When he wasn’t surfing, Kehu and his cousin would go to the local skate park to work on his turns and transitions.
“We worked really hard to get his foundations right before moving onto the bigger stuff, like airs and tricks,” says Khan. “He’s having fun with that now, and breaking a lot of boards! We watched the old guys that surf the wave like they’re dancing, so we worked on his flow and nailing good rail manoeuvres. He has a real clean, smooth style. That’s his trump card.”
Kehu started winning local comps at a young age, but his first major win was in Piha at the Rip Curl Grom Search in 2010. Just nine-years-old at the time, Kehu won the U12s and finished fourth in the U14s.
“That was pretty sweet,” says Kehu. “I remember walking up the beach to Dad with a huge smile on my face. I started getting a few sponsors after that [Quicksilver, i.am global, Skull Candy, FCS, Gorilla Grip, Electric, Smoothstar] and started thinking about surfing as a career.”
The following year at a competition in Australia, Gary Cruickshank the head coach of the Australian High Performance Squad paid him the ultimate compliment.
“He told Kehu that he reminded him of Kelly Slater on the water,” says Khan. “Kelly Slater is one of his favourite surfers so that was huge.”
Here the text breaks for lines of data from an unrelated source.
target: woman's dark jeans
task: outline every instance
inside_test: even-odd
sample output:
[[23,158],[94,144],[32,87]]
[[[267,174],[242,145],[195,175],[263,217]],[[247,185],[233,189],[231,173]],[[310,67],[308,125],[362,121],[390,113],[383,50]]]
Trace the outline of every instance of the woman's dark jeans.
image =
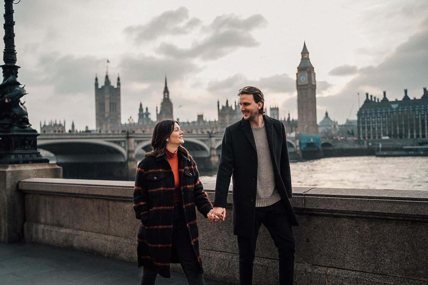
[[[190,285],[205,285],[203,275],[199,269],[196,254],[190,243],[190,234],[186,224],[183,204],[174,203],[172,224],[172,250],[180,258],[183,271]],[[141,285],[154,285],[157,273],[153,268],[144,266]]]

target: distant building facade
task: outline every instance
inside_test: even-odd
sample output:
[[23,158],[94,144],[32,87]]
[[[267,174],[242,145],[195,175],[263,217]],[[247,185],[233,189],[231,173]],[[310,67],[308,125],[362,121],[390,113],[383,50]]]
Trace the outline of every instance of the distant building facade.
[[104,85],[98,87],[95,77],[95,122],[97,129],[106,131],[121,123],[120,78],[117,76],[116,87],[106,73]]
[[427,138],[428,92],[426,87],[420,99],[411,99],[404,90],[401,100],[390,101],[383,91],[380,101],[369,93],[357,113],[358,138]]
[[338,135],[343,137],[345,139],[357,138],[358,133],[358,120],[346,119],[343,125],[339,125]]
[[339,131],[339,124],[337,121],[330,118],[328,112],[325,111],[325,116],[318,124],[318,129],[320,135],[324,138],[331,139],[337,136]]
[[64,124],[61,123],[60,121],[57,123],[56,120],[55,121],[51,120],[48,122],[47,124],[45,121],[43,125],[42,126],[42,122],[40,122],[41,134],[54,134],[66,132],[65,120],[64,120]]
[[229,100],[226,100],[226,105],[220,108],[220,102],[217,101],[217,113],[218,115],[219,130],[224,132],[226,127],[242,118],[241,108],[235,101],[233,106],[229,105]]

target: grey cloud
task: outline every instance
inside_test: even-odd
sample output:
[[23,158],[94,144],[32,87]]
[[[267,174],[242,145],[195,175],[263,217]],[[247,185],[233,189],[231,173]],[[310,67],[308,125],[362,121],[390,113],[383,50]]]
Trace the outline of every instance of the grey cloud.
[[137,44],[148,42],[169,35],[184,35],[200,26],[199,19],[189,18],[189,10],[180,7],[175,10],[163,12],[144,25],[131,26],[124,30]]
[[281,118],[282,118],[281,114],[287,114],[286,118],[289,113],[290,120],[293,118],[297,120],[297,94],[295,93],[285,99],[282,102],[282,105],[279,106],[279,109],[280,116]]
[[317,92],[318,93],[322,93],[333,86],[333,84],[327,82],[325,80],[317,81]]
[[288,74],[275,74],[267,77],[262,77],[256,82],[268,91],[278,93],[289,93],[296,91],[296,80]]
[[[374,89],[386,90],[387,97],[390,100],[396,98],[401,100],[404,88],[408,89],[411,98],[420,98],[422,88],[428,85],[427,47],[428,26],[424,31],[410,37],[377,66],[360,68],[337,94],[320,97],[317,99],[318,102],[327,106],[329,114],[340,123],[348,118],[353,105],[354,107],[352,109],[352,117],[356,117],[358,110],[357,93],[360,94],[360,104],[365,99],[362,94]],[[380,91],[380,94],[373,95],[380,98],[382,97]]]
[[124,55],[119,65],[121,74],[131,82],[150,83],[163,80],[165,74],[178,80],[202,70],[199,65],[184,59],[174,59],[147,56],[143,54]]
[[58,94],[87,91],[93,88],[96,71],[105,68],[104,60],[89,56],[45,54],[39,58],[36,70],[26,67],[19,71],[19,80],[29,86],[53,85]]
[[233,14],[217,16],[209,25],[204,27],[206,31],[217,32],[231,29],[241,31],[250,31],[267,23],[266,19],[260,14],[254,14],[247,19],[242,19]]
[[357,73],[358,70],[356,65],[343,65],[335,67],[330,71],[329,75],[333,76],[346,76],[348,75],[352,75]]
[[[222,80],[209,82],[207,86],[212,93],[236,94],[238,90],[247,85],[255,86],[264,93],[268,92],[291,93],[296,91],[296,80],[286,73],[274,74],[258,79],[250,79],[241,73],[237,73]],[[329,88],[331,85],[326,81],[318,82],[318,88],[320,91]]]
[[234,14],[217,17],[209,25],[204,27],[202,33],[207,35],[201,41],[195,41],[190,48],[163,43],[158,48],[161,54],[176,58],[200,58],[213,60],[231,53],[241,47],[258,46],[258,42],[250,32],[266,24],[261,15],[255,15],[246,19]]

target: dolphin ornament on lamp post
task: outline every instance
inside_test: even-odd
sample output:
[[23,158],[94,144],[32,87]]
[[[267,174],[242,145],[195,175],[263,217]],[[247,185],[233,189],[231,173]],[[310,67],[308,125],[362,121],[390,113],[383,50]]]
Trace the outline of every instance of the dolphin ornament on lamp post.
[[27,93],[17,80],[13,0],[5,0],[3,81],[0,84],[0,164],[48,162],[37,150],[37,131],[32,129],[21,98]]

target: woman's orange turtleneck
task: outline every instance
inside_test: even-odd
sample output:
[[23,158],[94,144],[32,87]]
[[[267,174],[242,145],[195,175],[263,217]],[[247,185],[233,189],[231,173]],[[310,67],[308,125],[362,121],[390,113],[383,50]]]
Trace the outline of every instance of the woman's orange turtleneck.
[[174,173],[174,186],[175,190],[174,193],[174,202],[179,203],[181,201],[181,190],[180,187],[180,176],[178,176],[178,157],[177,156],[178,150],[172,153],[165,149],[165,154],[171,169]]

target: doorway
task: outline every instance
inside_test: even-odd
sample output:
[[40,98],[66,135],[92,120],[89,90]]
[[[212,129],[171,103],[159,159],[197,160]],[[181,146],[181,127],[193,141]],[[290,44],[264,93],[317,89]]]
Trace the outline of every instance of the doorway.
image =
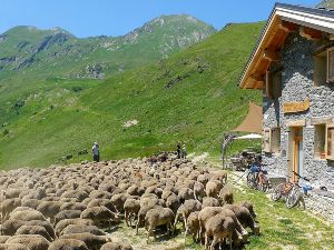
[[[304,147],[303,147],[303,127],[293,128],[293,171],[303,176],[304,170]],[[298,182],[299,178],[292,173],[292,181]]]

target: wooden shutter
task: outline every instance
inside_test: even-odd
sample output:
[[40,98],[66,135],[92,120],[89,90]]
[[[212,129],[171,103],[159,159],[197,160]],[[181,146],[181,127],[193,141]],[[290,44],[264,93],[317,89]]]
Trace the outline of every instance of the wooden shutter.
[[327,50],[327,82],[334,82],[334,47]]
[[326,159],[334,160],[334,124],[326,129]]
[[263,151],[272,152],[272,130],[271,129],[264,129]]
[[266,72],[266,96],[268,99],[273,99],[273,76],[271,71]]

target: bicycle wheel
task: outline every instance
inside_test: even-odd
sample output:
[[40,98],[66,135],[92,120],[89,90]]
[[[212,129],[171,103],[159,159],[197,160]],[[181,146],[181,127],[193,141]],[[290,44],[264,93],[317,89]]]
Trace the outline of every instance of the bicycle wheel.
[[276,188],[274,189],[273,193],[272,193],[272,200],[273,201],[277,201],[281,199],[282,197],[282,191],[284,190],[284,184],[285,183],[281,183],[277,184]]
[[297,187],[294,187],[289,194],[286,197],[285,207],[288,209],[294,208],[298,203],[301,196],[302,193],[299,189]]

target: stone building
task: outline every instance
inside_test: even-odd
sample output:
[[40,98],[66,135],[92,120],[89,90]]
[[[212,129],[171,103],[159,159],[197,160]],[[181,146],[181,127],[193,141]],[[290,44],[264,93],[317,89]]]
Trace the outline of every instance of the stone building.
[[[276,3],[239,87],[263,91],[268,170],[334,190],[334,12]],[[334,220],[334,192],[306,203]]]

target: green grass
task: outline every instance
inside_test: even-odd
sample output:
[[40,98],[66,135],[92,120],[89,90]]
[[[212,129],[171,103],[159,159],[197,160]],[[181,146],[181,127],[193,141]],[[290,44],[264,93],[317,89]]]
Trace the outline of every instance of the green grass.
[[[243,120],[248,101],[261,102],[259,91],[239,90],[237,82],[262,27],[263,22],[229,26],[167,60],[104,82],[46,78],[32,84],[27,79],[20,91],[4,96],[0,134],[4,129],[9,133],[0,136],[0,167],[90,159],[78,152],[90,151],[94,141],[99,141],[102,159],[174,150],[177,141],[189,152],[217,157],[224,133]],[[24,100],[18,112],[13,100]],[[124,128],[134,119],[137,126]],[[69,154],[68,162],[60,160]]]

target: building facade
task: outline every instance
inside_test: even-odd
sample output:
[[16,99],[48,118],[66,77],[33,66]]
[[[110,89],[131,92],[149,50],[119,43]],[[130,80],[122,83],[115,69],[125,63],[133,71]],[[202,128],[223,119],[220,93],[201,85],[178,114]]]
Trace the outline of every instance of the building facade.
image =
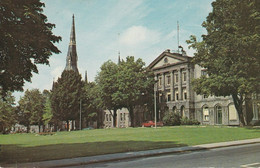
[[[191,86],[194,78],[207,75],[206,70],[194,65],[186,54],[164,51],[150,65],[155,75],[154,87],[159,102],[165,101],[169,111],[182,117],[196,119],[203,125],[239,125],[238,113],[232,97],[196,94]],[[260,116],[259,99],[253,99],[253,121]]]
[[122,109],[118,109],[116,111],[117,113],[117,118],[116,118],[116,122],[114,125],[114,119],[113,119],[113,115],[114,115],[114,111],[111,110],[105,110],[104,111],[104,128],[127,128],[130,127],[131,122],[130,122],[130,116],[129,116],[129,112],[126,108],[122,108]]

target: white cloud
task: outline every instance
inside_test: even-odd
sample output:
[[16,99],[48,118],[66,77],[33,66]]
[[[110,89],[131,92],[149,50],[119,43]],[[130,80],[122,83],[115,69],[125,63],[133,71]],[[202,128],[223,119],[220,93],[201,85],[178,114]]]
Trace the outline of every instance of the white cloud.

In 2012 Kehu won the U12 final in the Skullcandy Oz Grom Open in Lennox Heads. Two years later he was back to claim the U14 crown. That same year he won the New Zealand national U14 title and finished second in the U16 category. He also made his mark on the world stage, finishing 7th in the U16 ISA World Grommet Championship at Salinas Beach in Ecuador.
Kehu had another stellar year in 2015 winning the U16 and U18 national titles, finishing 3rd in the Rip Curl International GromSearch in Brazil and topping it off with a win in Occy’s Grom competition in Coolangatta, Queensland. The Occy Grom competition is one of the most prestigious junior surfing competitions in Australia and it confirmed Kehu’s potential as one of the best young surfers in the world.
“He’d been trying to win it for a few years and he absolutely smashed it in the final,” says Khan. “He pulled this huge big air reverse and he usually doesn’t do moves like that in competition. He usually relies on his smooth style. His family were all there to support him and we carried him up the beach on our shoulders after the final and did a haka for him. That was pretty special.”
Kehu turns 16 at the end of March and his big goal this year is to win the U16 ISA World Junior Championship in Portugal in September. After that, the sky’s the limit.
“Long term I want to make the WCT but my ultimate goal is to be world champ one day,” he says. “I just want to go hard and give it my best every time I get on the water.”